The differences between groups were pretty clear. People with artery disease consumed more total fat and saturated fat and had significantly higher inflammatory diet scores overall. Meanwhile, healthier participants consumed more carbohydrates from fiber-rich foods.

Fiber ended up being one of the more interesting parts of the study. Higher intake appeared protective against artery disease, likely because fiber supports healthier blood sugar regulation, cholesterol metabolism, and gut microbiome function. Researchers noted that fiber fermentation in the gut produces short-chain fatty acids, compounds linked to lower inflammation and better cardiovascular health.

And then there was exercise.

Higher physical activity levels were associated with about a 50% lower risk of artery disease overall. But researchers also found that at very high inflammatory diet levels, exercise alone did not fully offset disease risk.

That’s probably one of the most important findings here.

Exercise & nutrition: You can’t have one without the other

Exercise helps improve cardiovascular health in dozens of ways. It improves blood vessel function, lowers triglycerides, improves insulin sensitivity, raises HDL cholesterol, reduces inflammation, and helps regulate blood pressure.

But highly inflammatory diets can simultaneously push biology in the opposite direction.
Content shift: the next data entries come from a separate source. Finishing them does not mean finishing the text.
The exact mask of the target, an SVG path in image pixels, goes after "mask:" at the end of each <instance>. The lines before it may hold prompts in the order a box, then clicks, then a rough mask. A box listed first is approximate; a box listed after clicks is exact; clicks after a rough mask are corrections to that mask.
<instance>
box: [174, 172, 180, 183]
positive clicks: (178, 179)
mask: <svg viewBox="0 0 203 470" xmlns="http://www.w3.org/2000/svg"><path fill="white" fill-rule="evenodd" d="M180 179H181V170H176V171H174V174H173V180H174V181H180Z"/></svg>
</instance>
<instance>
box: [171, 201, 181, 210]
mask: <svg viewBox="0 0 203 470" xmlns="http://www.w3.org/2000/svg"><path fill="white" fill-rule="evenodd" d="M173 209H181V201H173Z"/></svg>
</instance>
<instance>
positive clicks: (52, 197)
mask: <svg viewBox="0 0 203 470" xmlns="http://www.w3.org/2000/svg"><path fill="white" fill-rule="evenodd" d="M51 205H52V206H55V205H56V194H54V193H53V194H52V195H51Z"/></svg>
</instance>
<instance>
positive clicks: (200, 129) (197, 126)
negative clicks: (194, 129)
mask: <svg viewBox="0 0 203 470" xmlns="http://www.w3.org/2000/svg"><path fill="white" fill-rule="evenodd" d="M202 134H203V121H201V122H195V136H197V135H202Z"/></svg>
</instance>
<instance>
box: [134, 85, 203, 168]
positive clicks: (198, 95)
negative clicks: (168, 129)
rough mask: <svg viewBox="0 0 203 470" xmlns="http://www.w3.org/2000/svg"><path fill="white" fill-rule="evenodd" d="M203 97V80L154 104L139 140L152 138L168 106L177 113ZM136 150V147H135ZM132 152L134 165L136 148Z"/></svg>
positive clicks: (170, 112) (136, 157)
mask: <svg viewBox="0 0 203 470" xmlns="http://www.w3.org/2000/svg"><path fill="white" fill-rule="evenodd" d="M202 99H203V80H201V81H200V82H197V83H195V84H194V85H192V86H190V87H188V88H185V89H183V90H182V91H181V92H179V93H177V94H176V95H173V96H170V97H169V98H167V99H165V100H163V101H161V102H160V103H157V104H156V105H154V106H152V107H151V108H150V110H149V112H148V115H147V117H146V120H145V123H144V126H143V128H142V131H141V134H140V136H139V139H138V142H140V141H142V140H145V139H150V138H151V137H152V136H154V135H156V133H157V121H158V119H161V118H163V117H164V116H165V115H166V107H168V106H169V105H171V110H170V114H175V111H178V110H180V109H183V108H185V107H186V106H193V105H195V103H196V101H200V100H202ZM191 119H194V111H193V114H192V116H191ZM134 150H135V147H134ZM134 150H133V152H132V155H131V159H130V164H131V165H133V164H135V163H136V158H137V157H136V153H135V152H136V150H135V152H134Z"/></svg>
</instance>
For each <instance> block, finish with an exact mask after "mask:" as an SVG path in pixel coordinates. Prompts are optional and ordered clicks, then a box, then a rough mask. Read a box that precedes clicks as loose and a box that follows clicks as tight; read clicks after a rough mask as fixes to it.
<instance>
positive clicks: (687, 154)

Ultra-processed foods, excess saturated fats, chronic overconsumption, and low fiber intake can worsen insulin resistance, increase oxidative stress, elevate inflammatory cytokines, and contribute to plaque formation inside arteries over time.

This study suggests that exercise is not a free pass for a chronically inflammatory diet. And nutrition probably works best when paired with regular movement rather than viewed as a replacement for it.
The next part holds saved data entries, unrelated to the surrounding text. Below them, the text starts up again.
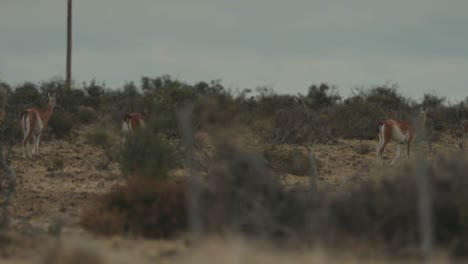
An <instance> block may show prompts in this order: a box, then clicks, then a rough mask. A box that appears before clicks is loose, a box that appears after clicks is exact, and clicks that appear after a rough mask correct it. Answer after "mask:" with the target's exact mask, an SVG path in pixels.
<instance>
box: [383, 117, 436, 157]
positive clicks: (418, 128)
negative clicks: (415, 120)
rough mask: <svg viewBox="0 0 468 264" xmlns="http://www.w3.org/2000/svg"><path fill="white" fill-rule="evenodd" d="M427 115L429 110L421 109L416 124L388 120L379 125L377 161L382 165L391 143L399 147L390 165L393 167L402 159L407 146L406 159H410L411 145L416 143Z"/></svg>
mask: <svg viewBox="0 0 468 264" xmlns="http://www.w3.org/2000/svg"><path fill="white" fill-rule="evenodd" d="M426 113H427V109H426V110H422V109H421V113H420V115H419V117H418V119H417V121H416V123H415V124H411V123H409V122H406V121H399V120H393V119H387V120H384V121H381V122H379V123H378V125H377V130H378V133H379V134H378V135H379V143H378V144H377V159H378V162H379V163H382V154H383V151H384V150H385V147H386V146H387V144H388V143H390V142H391V141H394V142H396V143H397V144H398V145H397V154H396V157H395V158H394V159H393V160H392V162H391V163H390V165H393V164H394V163H395V161H397V160H398V159H399V158H400V151H401V146H402V145H406V157H407V158H408V157H409V155H410V149H411V143H412V142H413V141H414V138H415V136H416V132H417V131H418V130H419V129H422V128H423V127H424V123H425V121H426Z"/></svg>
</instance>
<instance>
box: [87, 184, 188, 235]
mask: <svg viewBox="0 0 468 264" xmlns="http://www.w3.org/2000/svg"><path fill="white" fill-rule="evenodd" d="M186 193H187V190H186V184H185V181H184V180H182V179H178V180H160V179H155V178H148V177H138V176H134V177H130V178H128V179H127V183H126V185H124V186H121V187H118V188H116V189H114V190H112V191H110V192H109V193H106V194H104V195H101V196H99V197H98V198H97V200H96V201H95V203H93V204H92V205H91V206H90V207H89V208H87V209H86V210H84V213H83V215H82V217H81V225H82V226H83V227H84V228H85V229H87V230H89V231H92V232H93V233H95V234H100V235H112V234H122V235H123V234H130V235H136V236H142V237H148V238H172V237H174V236H176V235H177V234H178V233H180V232H182V231H184V230H186V228H187V222H188V220H187V208H186V202H187V200H186Z"/></svg>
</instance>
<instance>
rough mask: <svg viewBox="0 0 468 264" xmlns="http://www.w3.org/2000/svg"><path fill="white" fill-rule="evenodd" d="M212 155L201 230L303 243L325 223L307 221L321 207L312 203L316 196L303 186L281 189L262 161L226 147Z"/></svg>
mask: <svg viewBox="0 0 468 264" xmlns="http://www.w3.org/2000/svg"><path fill="white" fill-rule="evenodd" d="M217 152H218V153H217V158H216V159H215V160H214V162H213V164H212V165H211V168H210V170H209V173H208V176H207V186H206V189H205V190H204V191H203V192H202V201H201V205H202V216H203V222H204V224H205V228H206V230H208V231H212V232H237V233H241V234H244V235H246V236H253V237H261V238H268V239H275V240H276V239H279V240H282V239H283V238H292V237H301V238H303V239H308V235H307V234H310V232H311V231H313V230H319V229H320V228H321V225H322V224H324V223H327V221H317V222H314V221H310V219H311V218H312V215H311V214H312V213H313V212H314V210H315V209H316V208H317V205H319V204H320V203H319V202H318V201H317V200H314V199H313V197H318V196H312V195H311V194H310V192H308V189H307V187H306V186H304V187H297V188H293V189H287V188H286V187H285V186H282V185H281V183H280V182H279V181H278V179H277V178H276V177H274V176H273V175H271V174H270V173H269V172H268V169H267V167H266V164H265V162H264V159H263V157H262V155H260V154H257V153H252V152H244V151H240V150H237V149H236V148H235V147H233V146H229V145H221V146H218V147H217ZM318 218H320V216H319V215H317V219H318ZM311 237H312V236H311ZM309 238H310V237H309Z"/></svg>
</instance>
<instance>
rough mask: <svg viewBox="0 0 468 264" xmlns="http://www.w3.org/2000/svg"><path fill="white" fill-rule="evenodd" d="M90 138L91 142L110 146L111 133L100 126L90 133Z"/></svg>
mask: <svg viewBox="0 0 468 264" xmlns="http://www.w3.org/2000/svg"><path fill="white" fill-rule="evenodd" d="M88 140H89V142H90V143H91V144H93V145H96V146H108V145H109V134H108V133H107V131H106V130H105V129H103V128H98V129H96V130H94V131H93V132H91V133H90V134H88Z"/></svg>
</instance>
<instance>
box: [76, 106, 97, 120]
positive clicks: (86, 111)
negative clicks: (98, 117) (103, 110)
mask: <svg viewBox="0 0 468 264" xmlns="http://www.w3.org/2000/svg"><path fill="white" fill-rule="evenodd" d="M96 119H97V113H96V111H95V110H94V109H93V108H92V107H89V106H80V108H79V109H78V120H79V121H80V123H82V124H90V123H92V122H94V121H95V120H96Z"/></svg>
That combination matters far beyond heart disease, too. Chronic inflammation is linked not just to cardiovascular disease, but also metabolic dysfunction, cognitive decline, fatty liver disease, and accelerated aging overall.
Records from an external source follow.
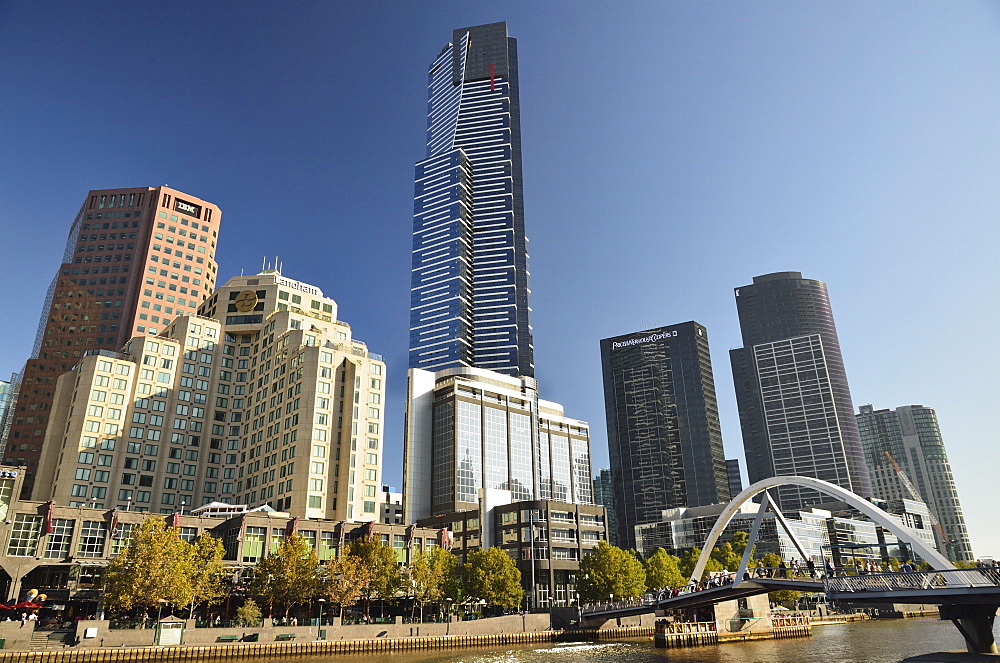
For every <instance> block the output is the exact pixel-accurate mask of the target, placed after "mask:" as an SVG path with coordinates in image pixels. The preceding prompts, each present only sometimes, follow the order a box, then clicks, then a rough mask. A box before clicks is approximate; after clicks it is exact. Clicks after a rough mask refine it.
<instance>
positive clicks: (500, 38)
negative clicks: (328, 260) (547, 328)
mask: <svg viewBox="0 0 1000 663" xmlns="http://www.w3.org/2000/svg"><path fill="white" fill-rule="evenodd" d="M427 109H428V110H427V155H426V158H425V159H424V160H423V161H420V162H419V163H417V165H416V186H415V191H414V212H413V271H412V283H411V291H410V292H411V303H410V342H409V357H410V360H409V366H410V368H419V369H423V370H428V371H438V370H442V369H446V368H456V367H462V366H466V367H470V366H475V367H477V368H484V369H489V370H492V371H497V372H499V373H503V374H506V375H512V376H522V375H523V376H529V377H530V376H533V375H534V350H533V345H532V337H531V324H530V320H529V317H530V316H529V314H530V308H529V303H528V299H529V294H530V291H529V289H528V251H527V238H526V236H525V232H524V201H523V178H522V174H521V126H520V125H521V120H520V100H519V91H518V61H517V41H516V40H515V39H513V38H512V37H509V36H508V34H507V24H506V23H502V22H501V23H490V24H488V25H479V26H475V27H470V28H460V29H457V30H455V31H454V33H453V35H452V42H451V43H450V44H448V45H446V46H445V47H444V48H443V49H442V50H441V53H440V54H438V56H437V58H435V60H434V62H433V63H432V64H431V66H430V70H429V72H428V102H427Z"/></svg>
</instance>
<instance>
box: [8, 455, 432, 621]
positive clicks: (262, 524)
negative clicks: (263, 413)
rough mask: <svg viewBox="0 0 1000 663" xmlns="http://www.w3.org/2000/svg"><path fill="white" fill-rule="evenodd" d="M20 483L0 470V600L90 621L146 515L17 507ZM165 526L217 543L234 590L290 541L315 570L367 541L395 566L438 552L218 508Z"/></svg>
mask: <svg viewBox="0 0 1000 663" xmlns="http://www.w3.org/2000/svg"><path fill="white" fill-rule="evenodd" d="M23 477H24V468H14V467H0V511H2V512H3V513H2V521H0V594H2V596H3V597H10V598H12V599H16V600H20V599H21V598H23V596H24V593H25V592H26V591H28V590H30V589H36V590H38V592H39V593H40V594H45V595H46V596H47V599H46V605H47V606H48V607H50V608H53V609H57V610H59V611H61V612H63V614H64V615H65V616H67V617H69V616H72V615H74V614H96V612H97V611H98V608H99V606H100V601H101V575H102V573H103V569H104V567H105V566H107V563H108V561H109V560H111V559H112V558H113V557H115V556H116V555H118V554H120V553H121V551H122V550H124V548H125V546H126V545H127V543H128V540H129V537H130V536H131V534H132V532H133V531H134V530H135V528H136V527H138V526H139V524H141V523H142V522H143V521H144V520H145V519H147V518H149V517H151V514H149V513H144V512H138V511H132V510H124V509H106V508H91V507H90V506H87V505H81V506H74V507H70V506H64V505H58V504H55V503H53V502H39V501H22V500H19V499H18V497H17V496H18V490H19V489H20V485H21V482H22V481H23ZM167 518H168V524H170V525H173V526H176V527H178V528H179V533H180V536H181V538H183V539H185V540H187V541H193V540H194V539H196V538H197V537H198V536H199V535H201V534H202V533H204V532H208V533H209V534H211V535H212V536H215V537H217V538H219V539H221V540H222V542H223V544H224V546H225V551H226V552H225V558H224V561H225V563H226V565H227V566H229V567H231V569H232V578H233V586H234V587H236V586H245V585H246V584H247V583H248V582H249V579H250V577H251V576H252V573H253V568H254V566H255V565H256V564H257V562H259V561H261V560H262V559H263V558H264V557H265V556H266V555H267V554H268V552H270V551H272V550H274V549H276V548H277V546H278V545H279V544H280V543H281V541H282V540H283V539H284V538H285V537H287V536H290V535H291V534H293V533H297V534H299V535H301V536H302V537H303V538H305V540H306V542H307V543H308V544H309V545H310V546H311V547H312V548H313V549H314V550H315V551H316V554H317V557H318V558H319V560H320V562H324V561H326V560H329V559H332V558H334V557H336V556H337V555H338V554H339V553H340V551H341V550H343V549H344V546H346V545H347V544H349V543H350V542H351V541H353V540H355V539H358V538H364V537H368V536H375V537H378V538H380V539H381V540H382V541H383V542H384V543H386V544H388V545H391V546H392V547H393V549H394V550H395V552H396V558H397V560H398V561H399V563H400V564H408V563H409V562H410V560H411V557H412V556H413V555H414V554H416V552H417V551H420V550H428V549H431V548H433V547H434V546H436V545H437V544H438V532H437V530H432V529H426V528H421V527H415V526H412V525H410V526H404V525H389V524H384V523H376V522H374V521H370V522H347V521H338V520H327V519H300V518H295V517H293V516H292V515H291V514H289V513H287V512H281V511H275V510H273V509H262V508H258V509H252V510H247V509H246V507H245V506H242V505H227V504H223V503H216V504H210V505H206V506H204V507H202V508H199V509H196V510H195V512H194V513H190V512H188V513H185V514H184V515H181V514H180V513H179V512H178V513H174V514H171V515H169V516H167ZM15 602H16V601H15Z"/></svg>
The most realistic anti-inflammatory habits to focus on

The study does not suggest everyone needs to eliminate entire food groups or obsess over perfect eating. The strongest protective patterns tend to come from fairly consistent foundational habits:

And importantly, these habits don’t work independently from one another. Regular movement helps the body regulate blood sugar more effectively. Fiber supports gut health, cholesterol metabolism, and steadier glucose levels. Building muscle improves insulin sensitivity. Better blood sugar control helps calm inflammation.

The takeaway

One hard workout cannot completely override a chronically inflammatory lifestyle, just like one healthy meal does not suddenly protect the heart on its own. Cardiovascular health seems to be built through the cumulative effect of movement, nutrition, recovery, and metabolic health, all working together over time.